Tuesday, 21 October 2014

Some tips on R data frames

I just finished Roger Peng's Computing for Data Analysis course on coursera (I highly recommend Roger, the class and coursera!).  R is the language used in this course, and it was my first exposure to actually having to make something work in R, on a deadline.  If you're new to R, one area where you quickly realize you're not in Kansas any more is in R's data structures, and so far they're my favorite part of the language.  But I caught myself making a few mistakes early on, and let's just say things went better for me when I changed how I look at the whole data-manipulation process.

What is an R data frame?  My definition won't be especially formal, but it's essentially a collection of vectors, each of which describes a variable.  Each vectors is the same length, and while all the elements of the vector must be of the same type, the vectors themselves can be of different types.  The key is that these vectors are what you would normally think of as the columns, not the rows, of a table.

If you are accustomed to working with tables (both in a programming language and in a relational database), you might like to think of data as a collection of rows, rows which consist of several different chunks of data which can be of any data type.  For an R data frame, it is more natural to think of a collection of columns, where you still have the ability to take a "horizontal slice" of the collection to get the familiar row, e.g an observation of a measurement.
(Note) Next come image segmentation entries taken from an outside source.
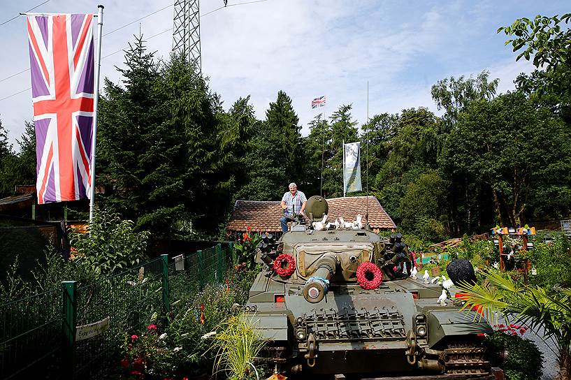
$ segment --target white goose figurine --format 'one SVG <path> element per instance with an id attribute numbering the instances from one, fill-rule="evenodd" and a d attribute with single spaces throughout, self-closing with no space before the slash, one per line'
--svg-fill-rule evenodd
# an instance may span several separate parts
<path id="1" fill-rule="evenodd" d="M 454 283 L 452 282 L 452 280 L 450 279 L 445 279 L 442 282 L 442 288 L 444 288 L 447 291 L 449 290 L 452 286 L 454 286 Z"/>
<path id="2" fill-rule="evenodd" d="M 327 214 L 323 216 L 321 221 L 313 222 L 313 229 L 317 231 L 322 231 L 325 229 L 325 222 L 327 221 Z"/>
<path id="3" fill-rule="evenodd" d="M 438 303 L 440 304 L 440 306 L 446 306 L 446 300 L 448 298 L 448 295 L 446 294 L 446 291 L 442 289 L 442 293 L 438 297 Z"/>
<path id="4" fill-rule="evenodd" d="M 361 223 L 361 220 L 363 220 L 363 217 L 361 216 L 361 214 L 357 214 L 356 218 L 355 219 L 355 221 L 353 222 L 352 228 L 354 230 L 362 230 L 363 223 Z"/>
<path id="5" fill-rule="evenodd" d="M 428 275 L 428 270 L 425 269 L 424 275 L 422 276 L 422 282 L 424 282 L 424 284 L 428 284 L 429 278 L 431 278 L 431 277 Z"/>

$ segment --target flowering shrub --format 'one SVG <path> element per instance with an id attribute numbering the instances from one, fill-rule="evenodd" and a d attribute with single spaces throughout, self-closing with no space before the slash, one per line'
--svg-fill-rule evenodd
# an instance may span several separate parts
<path id="1" fill-rule="evenodd" d="M 252 233 L 252 229 L 247 227 L 246 232 L 242 235 L 240 242 L 234 244 L 238 263 L 243 263 L 245 268 L 247 269 L 254 268 L 256 249 L 260 242 L 261 242 L 261 237 L 259 234 Z"/>

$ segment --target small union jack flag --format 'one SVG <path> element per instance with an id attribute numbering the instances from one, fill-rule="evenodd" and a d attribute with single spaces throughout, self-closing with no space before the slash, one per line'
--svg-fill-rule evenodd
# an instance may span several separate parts
<path id="1" fill-rule="evenodd" d="M 93 15 L 28 16 L 38 203 L 90 193 Z"/>
<path id="2" fill-rule="evenodd" d="M 311 101 L 312 108 L 318 108 L 319 107 L 325 107 L 325 95 L 323 96 L 319 96 L 319 98 L 315 98 Z"/>

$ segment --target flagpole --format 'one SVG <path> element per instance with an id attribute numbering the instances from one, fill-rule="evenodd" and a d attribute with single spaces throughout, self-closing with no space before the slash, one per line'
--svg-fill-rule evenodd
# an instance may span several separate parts
<path id="1" fill-rule="evenodd" d="M 89 224 L 93 221 L 93 207 L 95 203 L 95 147 L 97 137 L 97 106 L 99 103 L 99 72 L 101 68 L 101 30 L 103 25 L 103 6 L 97 6 L 97 60 L 95 64 L 95 93 L 93 101 L 93 132 L 91 156 L 91 196 L 89 198 Z"/>
<path id="2" fill-rule="evenodd" d="M 343 140 L 343 198 L 345 198 L 345 140 Z"/>

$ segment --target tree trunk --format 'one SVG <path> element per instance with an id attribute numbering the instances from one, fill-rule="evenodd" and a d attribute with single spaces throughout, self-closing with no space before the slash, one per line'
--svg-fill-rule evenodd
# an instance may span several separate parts
<path id="1" fill-rule="evenodd" d="M 498 197 L 498 191 L 492 189 L 492 193 L 493 194 L 493 204 L 496 205 L 496 212 L 498 216 L 498 223 L 503 227 L 504 223 L 502 220 L 502 207 L 500 205 L 500 198 Z"/>
<path id="2" fill-rule="evenodd" d="M 557 361 L 559 362 L 561 380 L 571 380 L 571 347 L 560 347 Z"/>

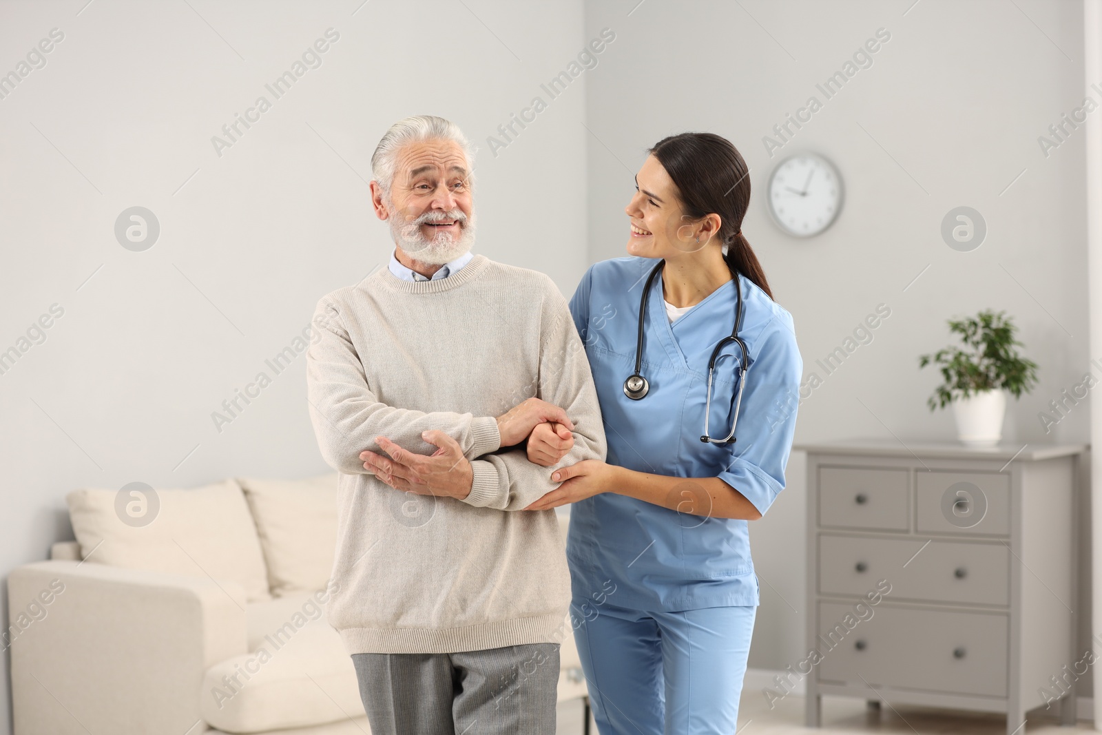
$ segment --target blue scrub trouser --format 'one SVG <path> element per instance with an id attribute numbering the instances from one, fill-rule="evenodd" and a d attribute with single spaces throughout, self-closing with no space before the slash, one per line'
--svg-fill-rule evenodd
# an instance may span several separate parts
<path id="1" fill-rule="evenodd" d="M 653 613 L 575 597 L 571 614 L 601 735 L 734 735 L 756 606 Z"/>

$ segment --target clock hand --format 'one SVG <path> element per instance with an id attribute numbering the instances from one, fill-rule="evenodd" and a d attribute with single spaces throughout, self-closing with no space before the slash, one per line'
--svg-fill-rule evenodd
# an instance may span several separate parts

If you don't have R installed, now is a good time to do so.  R can be found at The R Project for Statistical Computing.  I have also downloaded a free, open-source high-quality IDE called RStudio, and I highly recommend you do the same.

In RStudio, you can bring up help on R data frames by entering


in the RStudio console window.  If you have never read the associated help page (which will pop up in the "Help" window), I would suggest you do that before continuing.  The short description you get there is:

This function creates data frames, tightly coupled collections of variables which share many of the properties of matrices and of lists, used as the fundamental data structure by most of R's modeling software.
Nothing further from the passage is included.